Mike Curtis: And I think just following on from those comments, it turns out that this, the bear market in cannabis that started in the summer of last year, really allowed the companies that were going to survive and thrive to get their cost structures in place, where you're seeing many other companies in many other sectors out there having exceptional difficulties. The cannabis sector, they've pulled down all the high costs and adjusted for profitability. And with the strong demand that's coming, we feel exceptionally bullish as we head into the end of 2020, and we think 2020 is just going to be a gangbuster year for the sector.
Jim Hallam: My name's Jim Hallam. I’m the Chief Financial Officer of MMJ. I've been with the company a couple of years, and I'm based in Sydney. In February, all the shareholders were provided the opportunity to buy MMJ shares at eight cents. The SPP raised approximately $390,000. Those shareholders who've participated have been rewarded for supporting the company through a share price rise from eight cents to… It’s currently, as of yesterday, at 14 cents. Funds were used to fund the Sequoia investment, which Mohan went through just before.
In terms of MMJ funding, MMJ's well funded. We've got $10 million worth of cash in listed securities, and the majority of MMJ's operating expenses are funded by interest income on loan investments that have been put in place during the last 10 months.

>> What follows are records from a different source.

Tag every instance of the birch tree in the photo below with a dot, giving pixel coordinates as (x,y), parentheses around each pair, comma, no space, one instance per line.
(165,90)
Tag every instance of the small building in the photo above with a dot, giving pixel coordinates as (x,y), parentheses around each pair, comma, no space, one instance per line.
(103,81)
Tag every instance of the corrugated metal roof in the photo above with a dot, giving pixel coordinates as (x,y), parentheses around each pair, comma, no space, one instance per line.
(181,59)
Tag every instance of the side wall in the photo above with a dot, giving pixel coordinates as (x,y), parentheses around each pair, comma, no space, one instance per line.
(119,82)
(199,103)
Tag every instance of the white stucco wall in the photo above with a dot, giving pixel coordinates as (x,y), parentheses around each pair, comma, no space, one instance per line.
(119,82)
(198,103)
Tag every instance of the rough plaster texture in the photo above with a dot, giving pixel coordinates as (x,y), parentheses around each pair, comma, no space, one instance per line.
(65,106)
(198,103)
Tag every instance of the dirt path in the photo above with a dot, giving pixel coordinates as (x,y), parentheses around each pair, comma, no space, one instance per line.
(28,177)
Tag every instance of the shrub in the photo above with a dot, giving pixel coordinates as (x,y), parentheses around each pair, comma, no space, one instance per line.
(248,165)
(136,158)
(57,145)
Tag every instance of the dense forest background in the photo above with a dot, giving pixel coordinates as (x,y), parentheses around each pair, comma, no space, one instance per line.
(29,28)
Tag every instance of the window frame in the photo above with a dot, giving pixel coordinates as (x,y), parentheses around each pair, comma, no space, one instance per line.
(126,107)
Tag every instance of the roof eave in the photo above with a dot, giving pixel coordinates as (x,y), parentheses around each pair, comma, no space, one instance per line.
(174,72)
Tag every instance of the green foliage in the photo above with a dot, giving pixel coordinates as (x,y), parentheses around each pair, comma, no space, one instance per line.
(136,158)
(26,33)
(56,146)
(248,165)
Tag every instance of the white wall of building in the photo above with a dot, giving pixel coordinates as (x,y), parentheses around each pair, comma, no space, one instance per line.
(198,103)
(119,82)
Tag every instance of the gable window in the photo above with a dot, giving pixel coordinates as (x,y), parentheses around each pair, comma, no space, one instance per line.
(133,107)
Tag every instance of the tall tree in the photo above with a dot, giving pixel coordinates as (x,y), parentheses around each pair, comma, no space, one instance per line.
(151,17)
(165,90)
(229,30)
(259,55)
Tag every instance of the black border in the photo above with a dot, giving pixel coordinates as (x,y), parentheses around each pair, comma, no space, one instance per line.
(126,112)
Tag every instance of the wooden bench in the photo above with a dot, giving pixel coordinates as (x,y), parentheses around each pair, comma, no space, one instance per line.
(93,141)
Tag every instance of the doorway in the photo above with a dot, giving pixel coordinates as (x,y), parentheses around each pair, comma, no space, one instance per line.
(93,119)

I'll move on to the next slide, which is on the NTA at 31 March. This information is drawn from our monthly announcement, which is available on our website and, as I said, is produced each month. The NTA is approximately 20 cents a share. The discount of the share price to the NTA's been halved over the last two weeks. It now remains at an attractive 30% discount to the NAV. Our net asset returns continue to be above our benchmark. Our benchmark is based on a group of North American companies, an ETF that we track our performance against. The monthly NTA reflects our valuation policy, which is detailed in our annual report. Unlisted investments valuations are recommended by Embark Ventures and approved by the MMJ board. That process was completed as at 31 March. Our listed investments reflect market prices, and our asset valuations are reviewed each six months by our independent auditors, BDO.
Just moving on to the next slide, which is in relation to our investor updates. As was mentioned at the start, this is our first webinar. We're going to conduct another webinar in July after completion of the 30 June unaudited NTA. Any investors should sign up to our weekly emails. If they go to our website, they'll receive weekly emails that contain all of the releases that we've made during the week.
We also, as mentioned before, provide a monthly update on our NTA and our portfolio, which includes a contribution from Embark Ventures and their view on the cannabis investment markets. Any questions that we received in this webinar, we're going to answer through our next monthly NTA release.
So, I very much appreciate your participation, and I trust that you got a lot out of it.